Selection Methods: Almost a Century of Research

Topic(s): selection

Topic: Selection
Publication: Psychological Bulletin, Vol. 124
Article: The validity and utility of selection methods in personnel psychology: Practical and theoretical implications of 85 years of research findings.
Authors:  Frank Schmidt and John Hunter
Reviewed By: Bobby Bullock

In a practical sense, the most valuable attribute of a selection procedure (i.e., personnel assessment method) is the degree to which it successfully predicts future job performance, job-related learning, and other criteria.  The term that describes the ability of an assessment tool to predict future performance is called predictive validity.  The greater the predictive validity of a selection procedure (or some combination of assessment procedures), the better it is at predicting the outcomes described above.

Selection procedures with high predictive validities also have more value for organizations; via increased productivity, output, and learning ability of their workforce.  In a seminal article, Schmidt and Hunter (1998) conducted a meta-analysis on thousands of studies over 85 years to determine the predictive validity of 19 different selection procedures, both individually and in combination with general mental ability (GMA)

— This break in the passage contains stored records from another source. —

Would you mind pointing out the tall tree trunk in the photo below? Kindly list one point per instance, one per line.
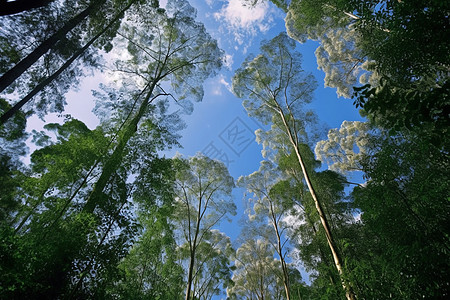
(10, 76)
(18, 6)
(193, 248)
(116, 157)
(325, 224)
(9, 113)
(280, 253)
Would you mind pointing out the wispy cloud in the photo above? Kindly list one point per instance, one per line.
(243, 21)
(228, 61)
(218, 84)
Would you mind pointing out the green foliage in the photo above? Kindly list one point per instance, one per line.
(405, 216)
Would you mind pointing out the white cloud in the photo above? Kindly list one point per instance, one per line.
(218, 84)
(245, 21)
(228, 61)
(225, 83)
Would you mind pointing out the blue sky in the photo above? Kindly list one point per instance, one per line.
(239, 31)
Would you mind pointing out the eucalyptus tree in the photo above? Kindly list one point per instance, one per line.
(151, 269)
(58, 54)
(404, 206)
(345, 147)
(270, 211)
(257, 273)
(62, 70)
(275, 88)
(76, 222)
(401, 42)
(167, 49)
(18, 6)
(203, 198)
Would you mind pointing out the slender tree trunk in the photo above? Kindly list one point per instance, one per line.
(9, 113)
(10, 76)
(193, 250)
(15, 7)
(325, 224)
(280, 253)
(117, 156)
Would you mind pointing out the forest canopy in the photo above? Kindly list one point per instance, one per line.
(105, 213)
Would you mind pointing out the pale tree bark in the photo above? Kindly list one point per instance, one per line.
(323, 220)
(11, 75)
(18, 6)
(9, 113)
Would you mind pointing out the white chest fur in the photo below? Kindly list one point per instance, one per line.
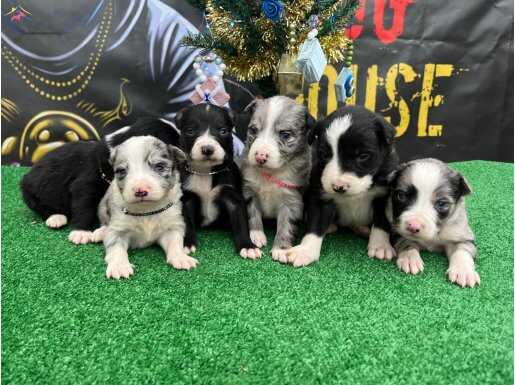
(356, 210)
(202, 185)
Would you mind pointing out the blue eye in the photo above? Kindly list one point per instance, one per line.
(284, 135)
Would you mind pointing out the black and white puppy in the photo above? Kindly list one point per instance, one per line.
(212, 181)
(427, 211)
(67, 184)
(143, 205)
(354, 155)
(276, 166)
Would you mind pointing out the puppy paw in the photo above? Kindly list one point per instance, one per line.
(279, 255)
(258, 238)
(183, 262)
(56, 220)
(410, 262)
(80, 237)
(379, 245)
(190, 249)
(250, 253)
(98, 234)
(117, 270)
(463, 275)
(301, 256)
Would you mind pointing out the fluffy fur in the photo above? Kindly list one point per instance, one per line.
(354, 155)
(276, 166)
(427, 211)
(211, 180)
(66, 185)
(146, 180)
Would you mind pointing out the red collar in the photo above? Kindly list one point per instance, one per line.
(279, 182)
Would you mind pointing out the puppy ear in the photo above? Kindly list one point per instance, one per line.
(178, 156)
(460, 184)
(384, 130)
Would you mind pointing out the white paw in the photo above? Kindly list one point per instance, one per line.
(117, 270)
(379, 245)
(57, 220)
(410, 262)
(279, 255)
(188, 250)
(98, 234)
(80, 237)
(258, 238)
(250, 253)
(183, 262)
(301, 255)
(463, 275)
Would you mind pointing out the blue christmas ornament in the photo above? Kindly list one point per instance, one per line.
(344, 84)
(273, 9)
(311, 60)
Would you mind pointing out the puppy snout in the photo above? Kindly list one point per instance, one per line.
(141, 192)
(261, 157)
(341, 187)
(207, 150)
(414, 226)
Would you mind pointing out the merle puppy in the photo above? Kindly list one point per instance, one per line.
(427, 211)
(354, 155)
(143, 205)
(67, 184)
(276, 166)
(211, 179)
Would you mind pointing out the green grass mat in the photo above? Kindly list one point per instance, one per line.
(345, 320)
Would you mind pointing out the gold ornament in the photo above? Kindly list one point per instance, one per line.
(289, 78)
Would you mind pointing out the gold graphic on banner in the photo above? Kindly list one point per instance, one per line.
(51, 129)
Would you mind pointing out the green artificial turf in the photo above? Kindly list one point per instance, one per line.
(345, 320)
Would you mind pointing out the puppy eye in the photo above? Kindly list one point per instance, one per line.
(223, 131)
(442, 206)
(400, 196)
(160, 167)
(284, 135)
(120, 172)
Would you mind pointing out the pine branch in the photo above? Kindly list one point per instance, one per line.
(340, 18)
(207, 41)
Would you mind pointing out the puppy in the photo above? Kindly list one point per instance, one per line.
(143, 205)
(67, 184)
(211, 180)
(348, 186)
(427, 211)
(276, 166)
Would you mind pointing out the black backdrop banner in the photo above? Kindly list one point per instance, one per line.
(440, 71)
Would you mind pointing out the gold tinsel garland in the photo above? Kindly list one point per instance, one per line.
(248, 67)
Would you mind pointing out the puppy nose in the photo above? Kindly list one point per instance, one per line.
(414, 226)
(207, 150)
(140, 193)
(261, 157)
(340, 187)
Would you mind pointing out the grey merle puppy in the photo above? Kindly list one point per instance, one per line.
(143, 205)
(276, 166)
(427, 210)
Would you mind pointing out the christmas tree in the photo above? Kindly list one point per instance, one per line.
(251, 36)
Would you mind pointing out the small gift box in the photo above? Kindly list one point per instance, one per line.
(311, 60)
(289, 78)
(344, 84)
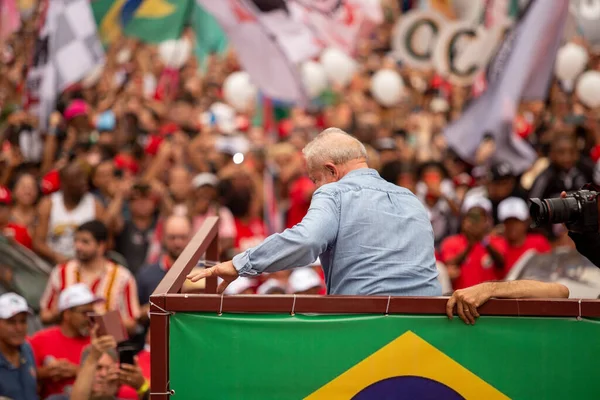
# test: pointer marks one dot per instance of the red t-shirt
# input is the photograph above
(299, 203)
(533, 241)
(51, 344)
(249, 234)
(479, 266)
(19, 233)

Schmidt and Hunter (1998) found GMA (also known as g, general intelligence, and general cognitive ability) to be the single best tool for selection.  GMA measures have numerous benefits.  They are:

  • low-cost
  • highly predictive of job and training performance
  • supported by almost a century of research
  • predict performance for all types of jobs and at all job levels
  • not reliant on applicants having previous experience (as is the case with work sample and job knowledge tests)

Schmidt and Hunter (1998) even noted that GMA can be “considered the primary personnel measure for hiring decisions, and one can consider the remaining 18 personnel measures as supplements to GMA,” (p. 266).  Therefore, according to their findings, the important question in selection is not “what single procedure should we use?” but rather “what procedure should be combined with a GMA assessment?”

Their meta-analysis found that the three combinations with the highest predictive validity (in decreasing order) were:  GMA plus an integrity test, GMA plus a structured interview, and GMA plus a work sample test.  The first two can be used with entry-level applicants and experienced employees while the latter can only be used with employees that have previous job knowledge or experience.  An integrity test measures conscientiousness as well as aspects of agreeableness and emotional stability.  A structured interview has carefully prepared, precisely scored questions based on an analysis of the open position.  Finally, work sample tests are composed of real-life simulations of the work to be performed by applicants.  In terms of cost, integrity tests are by far the most affordable (they come in the form of questionnaires), structured interviews can take time to develop and use (but they are much more valid than unstructured interviews), and work sample tests are the most costly of the three (although likely the best approach when hiring for positions that need specialized skills).

It is also important to note the measures that do not predict future performance.  Schmidt and Hunter (1998) found that many measures have little or no predictive validity whatsoever.  Age and graphology (the psychological analysis of handwriting) were found to have no predictive validity, while personal interests, years of education (although this predicts training performance fairly well), the T&E point method, and job experience (years in a similar job) had the lowest predictive validities for job performance.

Therefore, when it comes to designing an effective selection procedure that will be sure to help your organization hire the right person, Schmidt and Hunter (1998) would recommend using either GMA plus an integrity test or GMA plus a structured interview.  Both are extremely valid ways of predicting how applicants will perform both in their jobs and during their training while being relatively inexpensive.  As they noted, “the gains from increasing the validity of hiring methods can amount over time to literally millions of dollars,” (p. 273).  But keep this in mind too – using ineffective methods can have the opposite effect and cost millions of dollars on lost productivity.

Schmidt, F., & Hunter, J. (1998). The validity and utility of selection methods in personnel psychology: Practical and theoretical implications of 85 years of research findings. Psychological Bulletin, 124(2), 262-274.